Streamliner Python

This month’s MemSQL Ops release includes performance features for Streamliner, our integrated Apache Spark solution that simplifies creation of real-time data pipelines. Specific features in this release include the ability to run Spark SQL inside of the MemSQL database, in-browser Python programming, and NUMA-aware deployments for MemSQL.

We sat down with Carl Sverre, MemSQL architect and technical lead for Ops development, to talk about the latest release.

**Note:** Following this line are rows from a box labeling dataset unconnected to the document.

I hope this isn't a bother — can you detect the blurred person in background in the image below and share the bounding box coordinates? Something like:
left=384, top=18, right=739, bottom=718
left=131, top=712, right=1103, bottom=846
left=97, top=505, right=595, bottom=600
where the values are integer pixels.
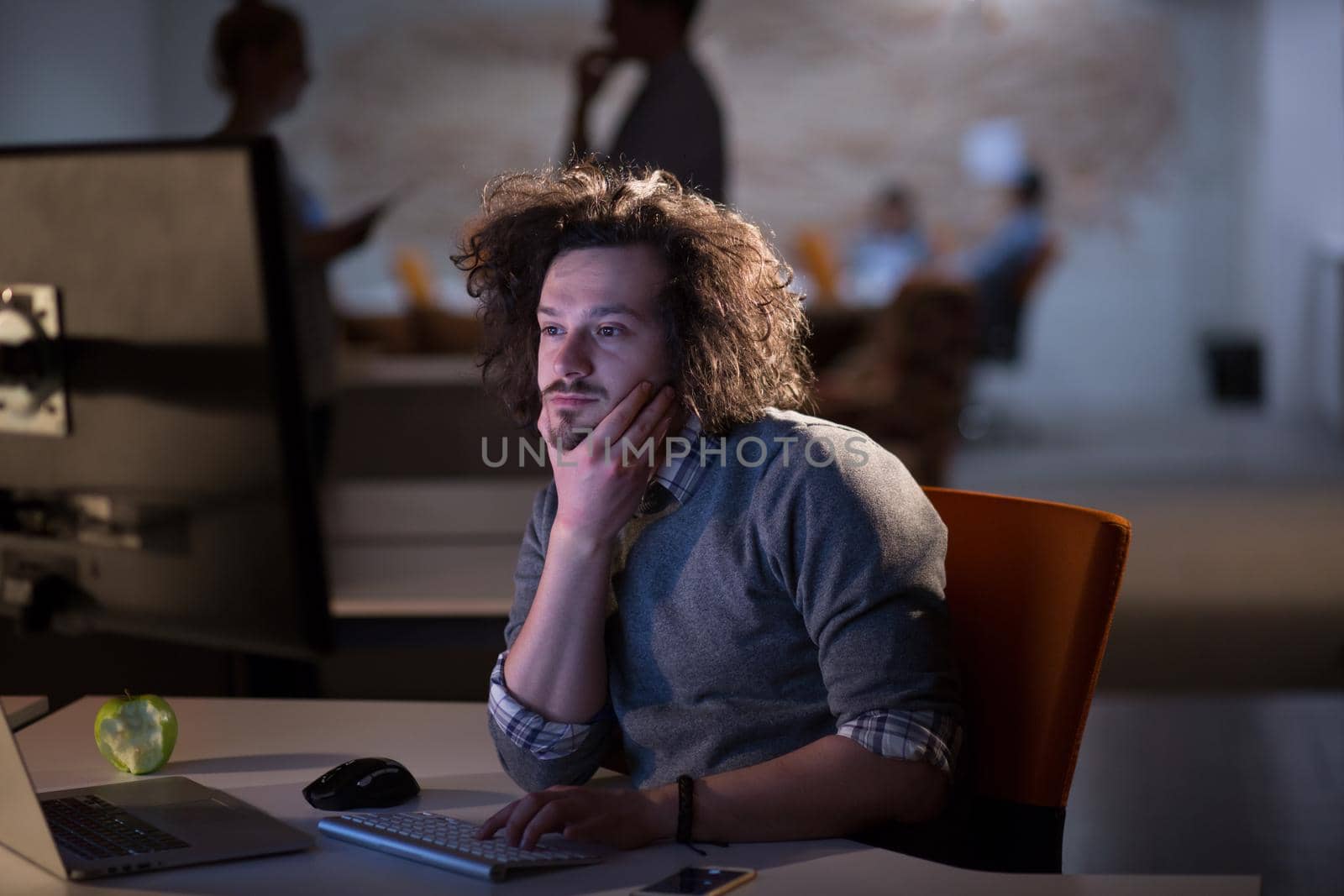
left=211, top=0, right=386, bottom=477
left=952, top=168, right=1050, bottom=360
left=843, top=184, right=930, bottom=307
left=566, top=0, right=726, bottom=203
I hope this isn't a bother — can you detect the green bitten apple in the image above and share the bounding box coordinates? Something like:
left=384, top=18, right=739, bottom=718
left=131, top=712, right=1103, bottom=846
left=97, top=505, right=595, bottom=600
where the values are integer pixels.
left=92, top=690, right=177, bottom=775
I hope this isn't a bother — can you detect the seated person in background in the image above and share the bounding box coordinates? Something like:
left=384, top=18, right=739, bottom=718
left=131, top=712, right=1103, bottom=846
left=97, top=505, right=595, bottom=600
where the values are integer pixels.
left=455, top=165, right=961, bottom=847
left=844, top=184, right=930, bottom=307
left=953, top=170, right=1050, bottom=359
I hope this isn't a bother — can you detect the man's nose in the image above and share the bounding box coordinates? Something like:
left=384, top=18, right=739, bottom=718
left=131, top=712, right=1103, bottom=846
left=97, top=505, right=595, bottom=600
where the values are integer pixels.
left=551, top=333, right=593, bottom=378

Q: What’s the coolest thing about this release for users?
I think the coolest thing for users is that we now support Python as a programming language for building real-time data pipelines with Streamliner. Previously, users needed to code in Scala – Scala is less popular, more constrained, and harder to use. In contrast, Python syntax is widely in use by developers, and has a broad set of programming libraries providing extensibility beyond Spark. Users can import Python libraries like Numpy, Scipy, and Pandas, which are easy to use and feature-rich compared to corresponding Java / Scala libraries. Python also enables users to prototype a data pipeline much faster than with Scala. To allow users to code in Python, we built MemSQL infrastructure on top of PySpark and also implemented a ‘pip’ command that installs any Python package across machines in a MemSQL cluster.

Carl MemSQL

Q: Why focus on Python, the “language of data science”?
We believe that Python is the way most generalist developers know how to write code. In fact, here at MemSQL, much of the software we write outside of the core database is written in Python – this includes Ops, our interactive management tool; Psyduck, the code testing tool; and much more. We know that developers experimenting with their own data pipelines (many using Streamliner) want to get up and running quickly. Naturally, they seek the most intuitive programming language to do so: Python!

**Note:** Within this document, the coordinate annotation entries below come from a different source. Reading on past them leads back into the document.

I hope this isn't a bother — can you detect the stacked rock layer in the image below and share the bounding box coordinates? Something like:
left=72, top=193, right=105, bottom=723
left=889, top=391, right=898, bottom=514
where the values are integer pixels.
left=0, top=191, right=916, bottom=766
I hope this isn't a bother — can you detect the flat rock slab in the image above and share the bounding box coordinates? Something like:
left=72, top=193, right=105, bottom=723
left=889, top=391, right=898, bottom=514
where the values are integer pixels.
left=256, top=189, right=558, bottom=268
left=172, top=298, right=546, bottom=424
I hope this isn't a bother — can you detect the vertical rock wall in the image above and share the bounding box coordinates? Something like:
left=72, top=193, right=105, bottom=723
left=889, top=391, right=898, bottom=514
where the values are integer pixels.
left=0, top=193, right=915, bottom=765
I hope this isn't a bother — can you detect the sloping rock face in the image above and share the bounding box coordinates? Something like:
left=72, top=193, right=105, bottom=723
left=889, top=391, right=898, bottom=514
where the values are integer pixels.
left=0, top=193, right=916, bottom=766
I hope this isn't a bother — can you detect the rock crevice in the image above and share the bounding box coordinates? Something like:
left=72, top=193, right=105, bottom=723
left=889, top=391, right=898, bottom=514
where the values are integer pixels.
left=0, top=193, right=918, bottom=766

Q: Can you dig into SQL pushdown on a technical level?
Spark SQL is the Apache Spark module for working with structured data. As an example, with Spark SQL you can do a command like:

customersDataFrame.groupBy("zip_code").count().show()

It counts customers in a Spark data table (dataframe) grouped by zip code. The same query can also be run through Spark SQL, for example:

sqlContext.sql(“select count(*) from customers group by zip-code”)

Now, we can boost Spark SQL performance by pushing the majority of computation into MemSQL. How do we do it? First, we process the Spark SQL operator tree and turn it into SQL syntax that MemSQL understands, then execute that query directly against the MemSQL database, where performance on structured data is strictly faster than Spark. By leveraging the optimized MemSQL engine, we are able to process individual Spark SQL queries much faster than Spark can.

Q: What are you most proud of in this release?
I am most proud of the performance boost from running Spark SQL in MemSQL. It is awesome that we can leverage the MemSQL in-memory, distributed database to boost Spark performance without users having to change any of their application code. With MemSQL, Spark SQL is just faster.